Originally the transformations were largely motivated by the link functions typical in statistics – the log link function unconstrained positive variables, the logit link function unconstrained interval variables, etc. While an explicit argument has not been made for this choice within Stan, they are typical in statistics for a variety of theoretical and practical reasons. In particular these transformations are at the intersection of a variety of useful mathematical properties – convex, relatively uniform curvature (which also means that the Jacobians are nice), preservation of algebraic structure – that often manifest in nice practical properties.
Alternative parameterizations have occasionally been discussed, but none proved to be substantially better than the current implementations.
One general way of thinking about alternative transformations is that they all reduce to the current transformation composed with some smooth, one-to-one transformation of the unconstrained space into itself.

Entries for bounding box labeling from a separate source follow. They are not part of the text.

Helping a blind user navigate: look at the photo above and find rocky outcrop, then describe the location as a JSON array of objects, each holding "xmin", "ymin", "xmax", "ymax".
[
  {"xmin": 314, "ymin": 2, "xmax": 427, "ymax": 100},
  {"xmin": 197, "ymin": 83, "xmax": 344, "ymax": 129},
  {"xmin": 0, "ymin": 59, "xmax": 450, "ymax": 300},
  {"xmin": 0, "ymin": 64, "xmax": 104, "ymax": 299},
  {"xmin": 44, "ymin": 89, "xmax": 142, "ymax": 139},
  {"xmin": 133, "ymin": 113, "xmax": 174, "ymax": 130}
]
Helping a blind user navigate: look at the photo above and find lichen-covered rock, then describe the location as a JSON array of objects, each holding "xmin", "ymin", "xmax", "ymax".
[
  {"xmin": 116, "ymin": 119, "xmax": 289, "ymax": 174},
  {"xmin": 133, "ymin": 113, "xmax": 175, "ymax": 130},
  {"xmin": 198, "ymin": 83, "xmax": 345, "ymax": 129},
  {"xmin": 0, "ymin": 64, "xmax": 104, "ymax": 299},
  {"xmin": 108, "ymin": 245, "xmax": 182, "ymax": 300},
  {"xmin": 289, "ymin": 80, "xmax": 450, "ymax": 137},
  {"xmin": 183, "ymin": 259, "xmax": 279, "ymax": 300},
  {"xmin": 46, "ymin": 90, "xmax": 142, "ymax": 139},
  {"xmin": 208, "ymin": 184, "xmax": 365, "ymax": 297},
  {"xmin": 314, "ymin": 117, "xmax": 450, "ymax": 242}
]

More formally if X is the initial, one-dimensional space and \phi : X \rightarrow \mathbb{R} is unconstrained transformation then any* other smooth unconstraining transformation can be written as \psi = \gamma \circ \phi where \gamma : \mathbb{R} \rightarrow \mathbb{R}.
*Pretty sure this is true in one-dimension. In higher dimensions there may be exceptions without enough additional constraints, for example with the existence of the exotic \mathbb{R}^{4} s.
From this perspective the question of alternative parameterizations reduces to the increasingly common discussion of “what general differeomorphism will give the ideal posterior density function for my given computational method?”. For a formal discussion of this problem for Hamiltonian Monte Carlo in particular see for example [1910.09407] Incomplete Reparameterizations and Equivalent Metrics. These kinds of questions have become in vogue in the machine learning literature lately with the rise of “generative modeling” (quotes to indicate the machine learning use of “generative” and not the probabilistic modeling use that’s more common in Stan discussions) but I strongly believe that automatically tuning bespoke reparameterizations for each Stan program is an intractable problem which is one of the reasons why I’ve been trying to push back on the introduction of additional compositional features to the Stan compiler.
To clarify the unit vector discussion has been centered around two transformations which aren’t actually compatible. One is an approximate transformation and one is exact; the approximation introduces another layer of complexity to that particular discussion which can distract from the more relevant points here.
The typical use of Stan’s constrained types is for when the available domain expertise is most interpretable on the constrained space. For example a half-normal prior is much easier to specify with a positively-constrained variable than trying to work out what the corresponding density is for an unconstrained variable. Note that all of the constrained types have at least one natural, complementary prior model – gamma and inverse gamma for positive variables, beta for interval variables, Dirichlet for simplex variables, LKJ for positive-definite matrices, at the like.
When the available domain expertise better manifests through some latent construction then the most useful Stan program will follow that construction rather than rely on constrained types (although once the construction is well-understood then it can be abstracted into a prior model directly on the constrained space; see for example Ordinal Regression.
Sometimes these constructions are compatible with the existing constraining transformations, but often they’re not. For example because the stick breaking construction for a simplex treats each component asymmetrically it can be awkward for building exchangeable prior models. Not impossible, of course, just awkward. More often one needs a custom transformation that is better suited to the available domain expertise, which one can implement directly using the wonderful expressiveness of the Stan language.
We’ve long talked about exposing the transformation functions used for the constrained variable types in the Stan language. I do agree that this can be helpful in some cases and harmless in the worst cases, and hence worth exposing. That said I don’t think that adding transformations in the compilation/post-processing of a Stan program facilitates this kind of construction.